Morgin.ai researchers tried to fine-tune an "uncensored" Qwen model to simulate a White House press secretary and found it kept softening specific words regardless of tuning. They measured the gap between the probability a word deserves on pure fluency grounds and the probability the model actually assigns it, calling this the "flinch." Across seven pretrains from five labs, safety-filtered models consistently suppressed charged terms without triggering any visible refusal.
Ed Zitron identifies four signs the AI bubble is beginning to unwind. He examines NVIDIA's dependency on a small number of hyperscaler customers, the widening gap between AI capital expenditure and revenue, the pattern of companies announcing AI savings that never materialise in earnings, and the growing disconnect between AI demo performance and production reliability. Each "horseman" gets specific financial data rather than vibes.
Sequoia investor Julien Bek wrote a blog post arguing the next trillion-dollar company won't sell software as a product, it will sell outcomes using AI to deliver services at software margins.

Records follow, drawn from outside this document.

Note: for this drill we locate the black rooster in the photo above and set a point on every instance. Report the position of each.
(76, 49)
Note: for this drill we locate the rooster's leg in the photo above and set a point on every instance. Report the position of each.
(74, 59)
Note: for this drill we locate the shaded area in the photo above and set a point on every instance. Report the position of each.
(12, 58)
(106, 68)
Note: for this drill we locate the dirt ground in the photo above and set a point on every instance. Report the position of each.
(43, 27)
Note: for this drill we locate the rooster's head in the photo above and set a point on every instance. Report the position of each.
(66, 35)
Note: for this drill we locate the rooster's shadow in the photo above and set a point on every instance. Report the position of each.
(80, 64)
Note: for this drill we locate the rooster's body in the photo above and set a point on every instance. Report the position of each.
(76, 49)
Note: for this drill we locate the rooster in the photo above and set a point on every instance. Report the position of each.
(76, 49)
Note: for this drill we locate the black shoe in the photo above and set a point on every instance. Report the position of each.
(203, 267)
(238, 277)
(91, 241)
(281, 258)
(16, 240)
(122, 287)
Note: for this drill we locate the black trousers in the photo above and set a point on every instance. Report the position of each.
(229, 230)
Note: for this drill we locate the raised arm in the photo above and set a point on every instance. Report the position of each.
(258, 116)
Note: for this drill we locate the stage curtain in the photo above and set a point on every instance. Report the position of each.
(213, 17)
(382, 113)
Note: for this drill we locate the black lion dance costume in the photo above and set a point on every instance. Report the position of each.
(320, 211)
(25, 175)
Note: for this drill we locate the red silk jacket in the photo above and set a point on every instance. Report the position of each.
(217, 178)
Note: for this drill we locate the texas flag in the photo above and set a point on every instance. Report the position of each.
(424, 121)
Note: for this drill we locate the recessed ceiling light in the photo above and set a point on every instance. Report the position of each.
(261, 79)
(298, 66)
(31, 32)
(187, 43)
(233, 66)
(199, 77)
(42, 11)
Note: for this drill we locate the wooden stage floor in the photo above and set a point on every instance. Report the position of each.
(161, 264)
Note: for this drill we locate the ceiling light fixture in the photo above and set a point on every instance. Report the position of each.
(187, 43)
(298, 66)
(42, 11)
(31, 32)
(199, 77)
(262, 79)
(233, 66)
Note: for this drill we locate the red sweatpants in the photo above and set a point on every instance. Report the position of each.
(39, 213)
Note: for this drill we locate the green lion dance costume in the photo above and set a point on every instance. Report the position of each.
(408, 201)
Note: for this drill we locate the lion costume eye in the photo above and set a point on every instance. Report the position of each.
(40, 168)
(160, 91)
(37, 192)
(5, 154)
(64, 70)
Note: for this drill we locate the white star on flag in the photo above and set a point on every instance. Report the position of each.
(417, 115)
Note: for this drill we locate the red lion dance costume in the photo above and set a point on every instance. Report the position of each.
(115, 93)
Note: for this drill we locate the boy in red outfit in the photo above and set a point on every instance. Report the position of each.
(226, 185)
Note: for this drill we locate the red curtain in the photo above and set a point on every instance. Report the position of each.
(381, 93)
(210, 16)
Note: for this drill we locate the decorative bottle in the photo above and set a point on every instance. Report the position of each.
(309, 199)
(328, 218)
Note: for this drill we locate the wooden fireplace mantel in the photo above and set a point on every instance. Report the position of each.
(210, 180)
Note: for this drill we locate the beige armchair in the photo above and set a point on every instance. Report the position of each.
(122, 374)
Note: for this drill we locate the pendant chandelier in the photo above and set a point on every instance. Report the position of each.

The post hit 3 million views on X. AI-native startups can deliver customer service, accounting, or legal work directly rather than selling tools to the people who do that work. Bek sees business process outsourcing as the sector most at risk.
ChinaTalk's analysis of the Jensen-Dwarkesh conversation zeroes in on chip export controls. The piece argues the Trump administration has had zero movement on tooling restrictions despite teasing them, and that only Nvidia and AMD benefit from AI chip exports to China. A detailed table walks through each layer of the semiconductor stack to show which companies actually win from exports. Congress may take matters into its own hands with the MATCH Act.
Ethan Ding presents labour economics data showing AI coding productivity gains follow a K-shape: senior engineers get meaningfully more productive while junior engineer output goes flat or declines. The piece challenges the dominant narrative that AI coding agents change everything, arguing that the loudest voices are venture-backed founders clearing backlogs while the engineers who built the products tell a more complicated story.
Ctx is a local context manager that binds AI conversation history to named workstreams, letting you resume exactly where you left off across both Claude Code and Codex sessions. Each workstream tracks which specific conversation it came from, preventing transcript drift when you have multiple chats open. You can branch workstreams without mixing contexts, pin or exclude saved entries, and search across everything via a local browser frontend. All local, SQLite-backed, no API keys.
OpenSpec is an open-source framework for spec-driven development with AI coding agents, now at 41,000 GitHub stars. Instead of prompting an agent with natural language and hoping it infers your intent, you write a structured specification that the agent follows deterministically. The project provides a TypeScript SDK for defining specs and integrates with Claude Code, Cursor, and other coding agents. It fills the gap between developer intent and agent execution.
Prefect's FastMCP library has reached 24,000 GitHub stars as the go-to Python framework for building MCP servers and clients. It wraps the protocol's complexity behind a clean, decorator-based API similar to FastAPI. Define tools with type-annotated functions, add a decorator, and you have a working MCP server. The library handles transport, serialisation, and error handling, and integrates with OpenTelemetry, LangChain, and the OpenAI SDK out of the box.